Las consecuencias de los contratos rotos, los proyectos suspendidos y las protestas laborales lo habían abrumado.

Al ver a Darren, Benjamin se detuvo y lo saludó con cariño. "Darren, ¿qué te trae por aquí?"

Para Benjamin, Darren era su única esperanza, el único hilo que le impedía hundirse.

Estaba esperando ansiosamente que Sylvia se casara con un miembro de la familia Griffiths, con la esperanza de que Darren ayudara a resolver las crisis que aquejaban a la familia Reed.

No se dio cuenta de las miradas tensas en los rostros de Cecily y Sylvia.

La expresión de Darren permaneció indescifrable, su tono cortante y gélido. "Señor Reed, por favor, no me llame por mi nombre; no somos tan cercanos como cree".

Benjamin se quedó paralizado, impactado por el aire tenso y la visible huella de la mano de Sylvia en la mejilla.

Cecily tropezó con sus palabras, incapaz de aclararle la situación a Benjamin.

Tanto Cecily como Sylvia habían ocultado a Darren y Benjamin la verdad de que Elena era la hija de la familia Harper.

Si Benjamin descubriera que Cecily y Sylvia estaban detrás de las desgracias de la empresa, su ira sería incontrolable.

Al ver la culpa escrita en los rostros de Cecily y Sylvia, la expresión de Benjamin se endureció.

"¡Ajá!", se burló Darren. "El compromiso se canceló. De ahora en adelante, no hay vínculos entre tu familia Reed y yo. Resuelvan sus problemas ustedes mismos".

Con esas palabras, se dio la vuelta y se marchó furioso.

Una ola de pánico se apoderó de Sylvia, dejándola paralizada por el miedo.

¡El compromiso no podía terminar así!

Pero justo cuando abrió la boca para decir su súplica, Darren ya estaba fuera de la vista.

Benjamin, desconcertado y furioso, miró fijamente a Cecily. «La familia Griffiths está cancelando el compromiso, ¿y aún no me dices la verdad? ¡¿Qué me has estado ocultando?!»

Ante la gravedad del momento, Cecily ya no pudo guardar el secreto. «Cariño, por favor, no te preocupes. La verdad es que Elena es la hija de la familia Harper de Klathe».

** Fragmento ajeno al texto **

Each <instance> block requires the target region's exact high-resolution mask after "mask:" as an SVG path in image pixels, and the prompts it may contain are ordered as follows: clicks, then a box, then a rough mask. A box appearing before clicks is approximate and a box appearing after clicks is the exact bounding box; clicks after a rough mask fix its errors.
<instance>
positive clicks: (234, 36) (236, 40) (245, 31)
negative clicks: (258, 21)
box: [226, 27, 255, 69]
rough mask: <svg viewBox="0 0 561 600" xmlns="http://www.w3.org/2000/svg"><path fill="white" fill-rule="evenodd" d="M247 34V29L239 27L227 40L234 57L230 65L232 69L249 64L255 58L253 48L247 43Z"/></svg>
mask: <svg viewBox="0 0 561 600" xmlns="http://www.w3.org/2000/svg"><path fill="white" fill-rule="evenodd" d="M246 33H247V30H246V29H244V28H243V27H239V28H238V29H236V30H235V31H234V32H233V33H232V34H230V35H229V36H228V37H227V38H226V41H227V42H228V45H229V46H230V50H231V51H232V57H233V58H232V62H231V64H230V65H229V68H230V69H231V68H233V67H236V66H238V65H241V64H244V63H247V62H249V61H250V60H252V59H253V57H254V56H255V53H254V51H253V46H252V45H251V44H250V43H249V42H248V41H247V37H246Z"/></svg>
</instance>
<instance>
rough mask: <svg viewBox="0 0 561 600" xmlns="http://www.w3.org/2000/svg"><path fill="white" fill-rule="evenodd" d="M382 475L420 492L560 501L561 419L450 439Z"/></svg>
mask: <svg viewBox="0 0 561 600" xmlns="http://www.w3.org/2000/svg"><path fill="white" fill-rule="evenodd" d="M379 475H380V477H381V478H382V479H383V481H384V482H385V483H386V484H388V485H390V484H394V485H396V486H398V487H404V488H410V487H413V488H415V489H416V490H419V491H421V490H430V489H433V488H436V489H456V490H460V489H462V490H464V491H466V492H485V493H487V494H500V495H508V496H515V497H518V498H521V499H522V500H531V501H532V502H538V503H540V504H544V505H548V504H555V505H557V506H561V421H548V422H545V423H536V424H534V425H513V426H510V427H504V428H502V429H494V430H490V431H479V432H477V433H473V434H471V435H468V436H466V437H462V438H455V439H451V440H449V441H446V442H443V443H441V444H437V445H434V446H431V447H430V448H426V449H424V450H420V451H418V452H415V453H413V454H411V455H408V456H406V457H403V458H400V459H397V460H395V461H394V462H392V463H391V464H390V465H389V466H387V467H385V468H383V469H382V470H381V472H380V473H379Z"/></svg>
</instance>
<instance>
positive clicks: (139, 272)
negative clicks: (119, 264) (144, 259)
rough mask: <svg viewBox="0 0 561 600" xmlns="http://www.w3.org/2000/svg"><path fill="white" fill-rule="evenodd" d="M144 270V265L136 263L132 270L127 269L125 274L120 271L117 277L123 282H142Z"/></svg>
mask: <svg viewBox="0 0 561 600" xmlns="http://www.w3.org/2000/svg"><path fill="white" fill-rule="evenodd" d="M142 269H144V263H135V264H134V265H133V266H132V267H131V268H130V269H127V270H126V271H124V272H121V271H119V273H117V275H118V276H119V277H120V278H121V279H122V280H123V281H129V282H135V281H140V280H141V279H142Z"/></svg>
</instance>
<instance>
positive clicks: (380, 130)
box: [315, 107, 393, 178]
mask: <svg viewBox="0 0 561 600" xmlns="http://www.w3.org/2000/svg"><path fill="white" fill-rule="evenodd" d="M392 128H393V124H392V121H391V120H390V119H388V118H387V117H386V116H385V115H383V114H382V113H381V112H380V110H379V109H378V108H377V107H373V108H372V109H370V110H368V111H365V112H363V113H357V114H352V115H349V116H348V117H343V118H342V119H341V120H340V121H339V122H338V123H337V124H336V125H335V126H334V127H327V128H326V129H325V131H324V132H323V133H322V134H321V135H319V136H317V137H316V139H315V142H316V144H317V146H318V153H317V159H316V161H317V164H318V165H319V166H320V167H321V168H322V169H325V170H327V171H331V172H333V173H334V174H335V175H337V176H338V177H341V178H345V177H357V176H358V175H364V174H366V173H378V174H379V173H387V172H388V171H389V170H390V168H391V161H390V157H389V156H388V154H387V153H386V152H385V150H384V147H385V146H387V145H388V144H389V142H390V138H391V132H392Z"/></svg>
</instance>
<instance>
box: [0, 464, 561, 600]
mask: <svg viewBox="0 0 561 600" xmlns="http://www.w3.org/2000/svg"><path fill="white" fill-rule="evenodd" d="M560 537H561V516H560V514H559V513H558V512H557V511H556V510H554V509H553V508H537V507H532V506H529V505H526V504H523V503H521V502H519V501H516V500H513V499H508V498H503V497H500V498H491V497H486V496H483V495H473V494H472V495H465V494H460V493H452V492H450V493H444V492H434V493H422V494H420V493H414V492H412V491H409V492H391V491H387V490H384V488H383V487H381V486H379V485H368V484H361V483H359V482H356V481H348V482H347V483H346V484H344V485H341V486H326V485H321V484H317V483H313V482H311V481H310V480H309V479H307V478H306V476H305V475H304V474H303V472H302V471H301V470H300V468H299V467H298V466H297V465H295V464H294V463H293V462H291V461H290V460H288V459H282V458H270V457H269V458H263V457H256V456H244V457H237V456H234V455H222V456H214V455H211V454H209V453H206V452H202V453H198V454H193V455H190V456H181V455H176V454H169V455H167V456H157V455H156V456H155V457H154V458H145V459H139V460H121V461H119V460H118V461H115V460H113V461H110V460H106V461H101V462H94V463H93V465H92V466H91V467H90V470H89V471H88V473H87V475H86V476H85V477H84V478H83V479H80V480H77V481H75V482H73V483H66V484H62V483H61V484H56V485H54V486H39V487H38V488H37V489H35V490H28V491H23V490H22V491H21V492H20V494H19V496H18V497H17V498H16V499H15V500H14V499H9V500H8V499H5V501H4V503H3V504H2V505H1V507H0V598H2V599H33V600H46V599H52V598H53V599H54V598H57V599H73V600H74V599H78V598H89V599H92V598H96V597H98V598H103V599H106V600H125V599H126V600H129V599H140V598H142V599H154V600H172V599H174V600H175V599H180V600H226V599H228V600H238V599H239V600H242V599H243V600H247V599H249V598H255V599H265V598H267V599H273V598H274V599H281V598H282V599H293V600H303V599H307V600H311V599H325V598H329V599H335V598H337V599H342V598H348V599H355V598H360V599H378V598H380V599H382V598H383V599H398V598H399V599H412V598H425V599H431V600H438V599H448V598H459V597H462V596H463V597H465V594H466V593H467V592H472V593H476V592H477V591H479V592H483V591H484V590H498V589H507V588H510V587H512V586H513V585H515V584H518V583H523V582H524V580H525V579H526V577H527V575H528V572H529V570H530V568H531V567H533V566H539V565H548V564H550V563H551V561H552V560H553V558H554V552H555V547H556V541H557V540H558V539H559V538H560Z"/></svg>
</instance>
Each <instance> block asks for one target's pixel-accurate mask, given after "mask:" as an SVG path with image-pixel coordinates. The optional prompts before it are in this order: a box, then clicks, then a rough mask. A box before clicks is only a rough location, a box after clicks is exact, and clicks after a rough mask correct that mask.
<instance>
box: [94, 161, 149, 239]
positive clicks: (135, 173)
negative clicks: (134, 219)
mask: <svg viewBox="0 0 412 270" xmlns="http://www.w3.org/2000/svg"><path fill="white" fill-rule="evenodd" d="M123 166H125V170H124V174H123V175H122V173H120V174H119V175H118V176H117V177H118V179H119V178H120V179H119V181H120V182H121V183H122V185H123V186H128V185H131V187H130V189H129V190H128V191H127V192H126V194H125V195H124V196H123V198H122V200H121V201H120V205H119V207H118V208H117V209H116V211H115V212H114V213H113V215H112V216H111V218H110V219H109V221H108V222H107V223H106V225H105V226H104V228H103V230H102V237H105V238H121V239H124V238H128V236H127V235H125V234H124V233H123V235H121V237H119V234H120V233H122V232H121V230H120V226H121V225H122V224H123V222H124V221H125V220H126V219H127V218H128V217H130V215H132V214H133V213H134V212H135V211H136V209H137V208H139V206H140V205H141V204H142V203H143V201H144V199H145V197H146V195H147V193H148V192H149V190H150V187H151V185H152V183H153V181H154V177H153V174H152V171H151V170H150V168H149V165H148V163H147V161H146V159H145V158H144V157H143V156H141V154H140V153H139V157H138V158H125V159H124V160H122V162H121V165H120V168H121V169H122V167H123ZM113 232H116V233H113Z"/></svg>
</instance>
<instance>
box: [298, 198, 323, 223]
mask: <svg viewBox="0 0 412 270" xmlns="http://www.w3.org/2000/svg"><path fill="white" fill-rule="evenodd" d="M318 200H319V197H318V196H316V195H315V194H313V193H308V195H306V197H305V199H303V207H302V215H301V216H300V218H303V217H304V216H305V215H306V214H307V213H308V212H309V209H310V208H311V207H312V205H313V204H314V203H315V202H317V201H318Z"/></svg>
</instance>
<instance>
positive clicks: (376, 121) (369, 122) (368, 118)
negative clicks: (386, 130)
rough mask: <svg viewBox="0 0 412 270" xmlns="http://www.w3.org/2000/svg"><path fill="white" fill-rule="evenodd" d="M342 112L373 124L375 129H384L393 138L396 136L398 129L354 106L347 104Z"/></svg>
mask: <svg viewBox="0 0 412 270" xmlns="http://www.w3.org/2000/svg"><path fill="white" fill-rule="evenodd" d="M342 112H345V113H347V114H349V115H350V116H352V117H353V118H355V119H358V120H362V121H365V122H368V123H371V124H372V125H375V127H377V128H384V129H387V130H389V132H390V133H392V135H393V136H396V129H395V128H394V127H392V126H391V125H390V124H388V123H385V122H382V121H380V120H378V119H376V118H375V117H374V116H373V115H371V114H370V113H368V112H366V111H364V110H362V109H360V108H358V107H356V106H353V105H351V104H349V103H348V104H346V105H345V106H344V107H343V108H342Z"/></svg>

—¡Qué! —jadeó Benjamin mientras la incredulidad se reflejaba en su rostro, dando paso rápidamente a una furia furiosa—. ¿Cómo pudiste ocultarme algo tan importante? ¡Imprudencia y absurdidad!

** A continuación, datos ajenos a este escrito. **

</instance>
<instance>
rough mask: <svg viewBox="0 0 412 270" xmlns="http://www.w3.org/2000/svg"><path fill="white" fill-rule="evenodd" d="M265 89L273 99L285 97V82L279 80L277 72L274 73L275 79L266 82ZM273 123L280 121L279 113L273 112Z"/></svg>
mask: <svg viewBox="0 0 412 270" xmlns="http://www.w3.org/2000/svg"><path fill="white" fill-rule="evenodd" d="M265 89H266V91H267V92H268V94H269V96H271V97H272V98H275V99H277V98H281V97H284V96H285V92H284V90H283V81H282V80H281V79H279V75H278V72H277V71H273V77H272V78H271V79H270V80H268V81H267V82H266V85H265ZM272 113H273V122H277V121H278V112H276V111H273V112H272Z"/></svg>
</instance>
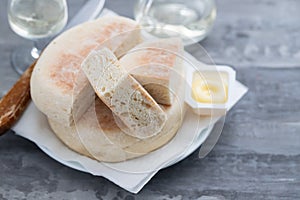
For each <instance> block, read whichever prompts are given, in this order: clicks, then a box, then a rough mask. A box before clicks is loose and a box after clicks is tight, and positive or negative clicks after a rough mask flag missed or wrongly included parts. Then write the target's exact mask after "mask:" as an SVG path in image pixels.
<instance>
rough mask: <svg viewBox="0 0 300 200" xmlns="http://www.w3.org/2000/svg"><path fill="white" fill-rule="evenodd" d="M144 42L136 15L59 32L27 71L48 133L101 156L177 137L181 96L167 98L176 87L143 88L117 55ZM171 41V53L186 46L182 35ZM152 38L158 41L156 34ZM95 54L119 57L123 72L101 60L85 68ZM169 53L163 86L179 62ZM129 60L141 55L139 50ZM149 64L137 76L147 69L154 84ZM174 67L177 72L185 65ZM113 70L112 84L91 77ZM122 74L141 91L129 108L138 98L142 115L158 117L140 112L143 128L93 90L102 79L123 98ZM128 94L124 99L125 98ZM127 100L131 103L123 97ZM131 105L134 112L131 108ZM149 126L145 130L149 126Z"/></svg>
mask: <svg viewBox="0 0 300 200" xmlns="http://www.w3.org/2000/svg"><path fill="white" fill-rule="evenodd" d="M161 42H162V43H163V44H166V46H168V45H167V44H168V43H170V41H164V40H162V41H161ZM143 43H144V42H143V40H142V37H141V32H140V29H139V26H138V25H137V24H136V22H135V21H133V20H130V19H127V18H124V17H103V18H100V19H97V20H95V21H92V22H87V23H84V24H81V25H79V26H77V27H74V28H72V29H70V30H68V31H66V32H64V33H62V34H61V35H60V36H58V37H57V38H56V39H54V40H53V41H52V42H51V43H50V44H49V45H48V47H47V48H46V49H45V50H44V52H43V53H42V55H41V57H40V58H39V60H38V62H37V64H36V67H35V69H34V71H33V73H32V77H31V82H30V85H31V96H32V100H33V102H34V103H35V105H36V106H37V108H38V109H39V110H40V111H41V112H43V113H44V114H45V115H46V116H47V118H48V121H49V124H50V126H51V128H52V130H53V132H54V133H55V134H56V135H57V137H58V138H59V139H60V140H61V141H62V142H63V143H64V144H65V145H66V146H68V147H69V148H70V149H72V150H74V151H76V152H77V153H80V154H82V155H85V156H88V157H90V158H92V159H96V160H98V161H105V162H120V161H125V160H127V159H132V158H136V157H139V156H142V155H145V154H147V153H149V152H151V151H153V150H155V149H157V148H159V147H161V146H163V145H165V144H166V143H167V142H168V141H170V140H171V139H172V138H173V137H174V135H175V134H176V132H177V130H178V129H179V127H180V126H181V123H182V120H183V115H184V110H185V109H184V104H183V102H182V101H181V100H179V99H178V98H171V96H174V93H176V91H171V90H165V89H161V90H159V89H154V90H153V89H152V90H149V91H148V90H147V89H146V87H145V85H147V84H146V83H142V82H139V81H137V80H136V79H135V77H134V73H133V72H134V70H133V71H132V70H130V69H127V71H126V70H125V71H124V69H126V68H128V67H126V66H129V63H127V61H126V60H125V59H124V60H123V61H119V59H118V58H120V57H124V55H126V53H127V52H128V51H129V50H130V49H133V48H134V47H136V46H137V45H138V44H141V45H142V44H143ZM174 43H176V44H177V46H176V48H173V47H172V48H173V49H172V50H174V51H175V54H181V53H182V51H183V47H182V44H181V42H180V41H179V40H178V39H175V38H174ZM154 44H155V45H154ZM153 45H154V47H157V46H156V45H157V41H155V42H154V43H153ZM146 46H147V47H151V43H150V44H149V42H147V43H146ZM152 50H153V48H152ZM95 55H97V56H100V57H101V56H103V58H104V60H105V59H106V58H109V57H112V58H113V59H114V62H113V63H117V66H118V67H119V65H122V66H121V67H122V70H121V71H122V73H121V74H122V75H123V76H121V77H122V78H120V77H117V76H116V75H114V73H116V72H117V71H116V69H113V68H110V67H107V66H106V67H105V65H104V64H105V63H103V62H95V63H93V62H92V63H89V65H90V67H94V68H93V70H94V71H93V70H90V68H89V69H87V65H88V64H87V63H88V61H91V60H93V59H92V58H93V56H95ZM132 55H133V54H132ZM97 56H96V57H97ZM156 56H157V55H156ZM165 56H166V55H165ZM167 56H169V59H171V60H173V61H172V62H169V63H170V65H169V66H168V65H166V66H164V67H166V68H170V72H167V73H163V74H164V75H162V76H161V78H160V80H161V79H163V80H164V81H165V82H164V84H165V86H168V84H169V80H170V79H171V77H172V76H171V74H172V73H171V71H173V70H171V69H172V68H174V69H175V68H176V69H177V68H178V69H182V65H181V64H180V62H179V61H178V59H177V57H176V56H175V57H174V56H171V55H167ZM134 59H138V56H137V57H136V58H134ZM150 61H151V60H149V62H150ZM126 63H127V64H126ZM106 64H108V63H106ZM110 64H111V63H109V65H110ZM144 64H147V63H144ZM151 65H152V64H151ZM101 67H102V68H101ZM130 68H132V64H131V65H130ZM97 69H98V70H97ZM99 69H102V71H101V70H100V71H99ZM104 69H105V70H104ZM151 69H152V68H151V67H150V68H149V67H148V68H145V71H143V70H142V71H139V73H140V74H139V78H141V77H142V76H143V74H144V75H145V77H146V78H147V81H148V82H149V80H150V82H151V83H152V88H153V86H155V81H157V80H158V79H157V78H156V79H155V78H153V79H152V80H151V71H153V70H151ZM103 70H104V71H103ZM156 71H157V70H156ZM174 71H176V72H177V73H178V72H179V73H182V70H174ZM89 72H91V73H92V74H89ZM131 72H132V74H131ZM141 72H142V73H141ZM93 73H95V74H93ZM98 73H101V74H98ZM156 73H157V72H156ZM108 74H109V75H108ZM135 74H136V73H135ZM92 75H93V76H94V77H93V76H92ZM110 76H112V79H114V80H117V82H118V84H117V85H116V84H115V85H114V84H112V82H110V81H109V80H107V79H105V80H104V79H103V80H104V81H102V82H101V81H100V82H98V81H96V82H95V81H93V78H99V77H104V78H105V77H110ZM180 76H184V74H183V73H182V74H180ZM124 77H126V78H124ZM149 77H150V78H149ZM181 80H183V78H181V79H178V80H177V82H178V85H180V81H181ZM124 81H125V82H127V83H130V84H128V86H126V87H130V86H134V87H133V88H134V90H133V91H139V94H140V96H139V98H140V100H139V102H137V103H133V104H132V105H130V106H131V107H132V108H136V107H135V105H136V106H137V107H139V106H140V105H141V104H142V103H143V102H147V103H148V104H149V106H148V108H149V109H148V110H147V109H144V110H143V109H142V111H141V113H142V114H141V115H143V116H145V115H151V117H152V118H153V119H155V120H156V121H155V120H154V121H155V123H154V124H151V123H149V122H148V121H147V120H145V119H147V118H143V116H140V118H141V120H144V121H143V122H145V124H146V126H148V127H147V128H146V129H143V127H142V126H140V127H136V126H134V127H135V128H132V127H130V125H137V124H138V123H140V122H138V121H130V120H128V118H127V117H128V115H131V114H132V113H126V114H127V117H126V116H125V117H124V115H123V113H122V112H118V110H119V109H121V108H120V107H119V108H118V105H117V104H112V102H111V101H109V100H107V99H105V98H104V97H103V96H102V95H103V94H100V93H99V91H98V89H100V88H101V85H103V84H108V85H107V86H111V88H110V89H112V90H114V92H116V93H119V95H116V96H115V97H116V98H115V100H118V98H119V100H121V98H123V96H124V95H120V94H122V92H121V90H120V88H122V87H123V88H122V89H123V90H124V85H126V84H120V83H124ZM143 84H144V85H143ZM157 85H161V82H157ZM182 85H183V84H182ZM120 86H122V87H120ZM137 88H138V89H137ZM126 89H128V88H126ZM136 89H137V90H136ZM177 89H178V90H181V89H182V88H181V89H179V88H177ZM128 90H130V89H128ZM95 93H97V95H98V96H100V98H99V97H98V96H97V95H95ZM156 93H159V94H162V95H163V96H164V98H163V100H162V101H164V100H165V99H167V100H165V101H166V102H167V103H166V104H162V103H163V102H161V100H160V99H159V98H158V101H157V99H156V98H153V97H155V94H156ZM125 96H126V95H125ZM156 96H157V95H156ZM165 97H167V98H165ZM126 98H127V97H126ZM126 98H125V104H126V100H128V99H126ZM170 99H172V101H171V100H170ZM157 102H159V103H160V104H157ZM128 103H132V102H131V101H128ZM127 106H128V105H127ZM129 112H133V111H130V109H129ZM135 114H136V113H134V115H135ZM126 120H127V121H126ZM147 123H149V124H147ZM124 127H125V128H124ZM126 127H127V128H126ZM147 129H148V130H150V131H148V132H147V131H146V130H147ZM151 129H153V132H151Z"/></svg>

¡Si lo hubiera sabido antes, se habría puesto en contacto con la familia Harper hace mucho tiempo!

Los ojos de Benjamin brillaban con codicia y había un destello de deseo en ellos.

Había criado a Elena durante años; seguramente la familia Harper debía deberle algo por eso.

Los problemas con su empresa ahora parecían menores e irrelevantes. Decidió que Klathe era su próximo destino.